ADAM NASH   ~   PROJECTS   ~   BIO

REPRODUCTION (2010)

Reproduction is a mixed reality installation with fully immersive projection. It uses the flow of data between the material world and synthetic worlds, by creating a persistent audiovisual virtual environment populated with artificially intelligent entities that evolve over the duration of the exhibition in response to audience presence.


VIDEO


DESCRIPTION

Reproduction fills a gallery space with an immersive environment with which the audience can interact simply by moving around the gallery space. This audience movement affects the evolution of the digital entities in the virtual environment, which are 'attracted' to the human visitors. Reproduction is created in a realtime 3D engine, populating a virtual environment with artificially intelligent virtual organisms. These organisms, subject to genetic algorithms, evolve and interact with each other over the course of the exhibition, creating a living virtual ecosystem that intersects with the material world via motion capture. The organisms substitute conventional genetic algorithms such as strength and health for audiovisual parameters like colour, opacity, melody, rhythm, harmony and timbre. They then spend the duration of the exhibition living, breeding, feeding off each other and audience interaction, and singing within the gallery.


TECHNICAL DESCRIPTION

A computer, outside the gallery space, feeds a warp-mapped video feed of the virtual environment to the projector situated at one end of the gallery. The projection, reflected off the hemispherical mirror, fills the entire gallery. This technique was developed by Adam Nash and John McCormick during an Australia Council Connections Residency in 2009, and then refined during an Ars Electronica FutureLab residency, Austria, in 2010, and subsequently at a residency in Neutral Ground Gallery, Saskatchewan, Canda in 2010. The technique results in an amazingly immersive audiovisual experience that transforms both the space itself and those interacting with it.
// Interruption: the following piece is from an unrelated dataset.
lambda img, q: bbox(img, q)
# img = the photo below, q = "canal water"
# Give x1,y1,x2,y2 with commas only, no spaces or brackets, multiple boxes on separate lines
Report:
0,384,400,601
Speakers situated in the corners, along with a subwoofer, deliver an immersive sound field emerging from the evolving virtual environment. Motion capture equipment installed in the gallery responds to the presence of people within in the gallery space and affects the virtual environment accordingly, establishing a symbiotic relationship between the virtual environment and the material gallery space. Often referred to as "mixed reality", such relationships “represent sites of alterity where material and incorporeal forces will continue to engender further connection and differentiation” (Munster, 2006, 20).

The result is a truly interactive, genuinely “mixed-reality”, evolving, immersive, audiovisual experience – a symbiotic network of affect between the virtual and the material environment where the visitors to the gallery contribute to the evolution of the work in a sophisticated manner that transcends simple notions of interactivity in order to challenge and extend our understanding of the nature of data and its implications in the contemporary material world.


VIDEO


REFERENCE

Munster, A. Materializing New Media: embodiment in information aesthetics. New Hampshire: University Press of New England. 2006.